Case presentation
A diabetic 26-year-old man was admitted to our center due for prolonged
fever. He had no history of rheumatic or congenital heart disease. He
had been well until three weeks ago, when he began to have fatigue and
general malaise, as well as loss of appetite. At admission, the patient
was febrile at 39°C and tachycardic. His lung sounds were clear, and no
cardiac murmur was audible. There were no signs of heart failure.
The laboratory tests showed an inflammatory syndrome. An
echocardiographic evaluation revealed a normal global systolic left
ventricular function, no valvular disease but we noted a 15 x 11 mm
mobile oscillating large mass with anechogenic content attached to the
mitral anterolateral papillary muscle (Figure 1 ).
Despite the intravenous antibiotic therapy, fever had persisted. A
thoraco-abdominal computed tomography revealed multiple hypodensities of
the brain, the liver and the spleen consistent with septic emboli. The
usual blood cultures were negative and these results were attributed to
prior antibiotics. Few days after hospitalization, the patient’s
clinical condition worsened and pulmonary congestion appeared suddenly.

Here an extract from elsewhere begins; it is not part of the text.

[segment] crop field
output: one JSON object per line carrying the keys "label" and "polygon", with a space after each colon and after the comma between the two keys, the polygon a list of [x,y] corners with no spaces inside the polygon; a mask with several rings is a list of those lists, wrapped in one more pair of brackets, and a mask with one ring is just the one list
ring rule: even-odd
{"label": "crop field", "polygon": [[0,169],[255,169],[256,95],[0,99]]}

The physical examination revealed a new pansystolic murmur consistent
with mitral regurgitation. There was no electrocardiographic change
suggesting an acute or subacute myocardial infarction.
Transthoracic echocardiography (TTE) and transesophageal
echocardiography (TEE) examinations were repeated. Echocardiographic
studies showed a hyperdynamic left ventricle with no regional
wall-motion abnormality but we noticed severe mitral regurgitation with
a prolapse of the anterior mitral valve due to the rupture of the mitral
anterolateral papillary muscle, which explained the patient clinical
status (Figure 2 ). The diagnosis of IE complicated by severe
mitral regurgitation was established. The patient was admitted to
intensive care unit for stabilization with medical therapy. Then, he
underwent urgent prosthetic mitral valve replacement. On surgical
inspection, total complete rupture of the tip of anterolateral papillary
muscle was found (Figure 3 ).
The histologic examination of the resected tissues revealed a
non-specific inflammation with fibrosis. The valve culture was negative.
Given the histologic examination results, the diagnosis was a mitral
valve IE complicated by anterolateral papillary muscle rupture due to
direct germ invasion. After 8 weeks of IV antibiotic therapy, the
patient was uneventfully discharged.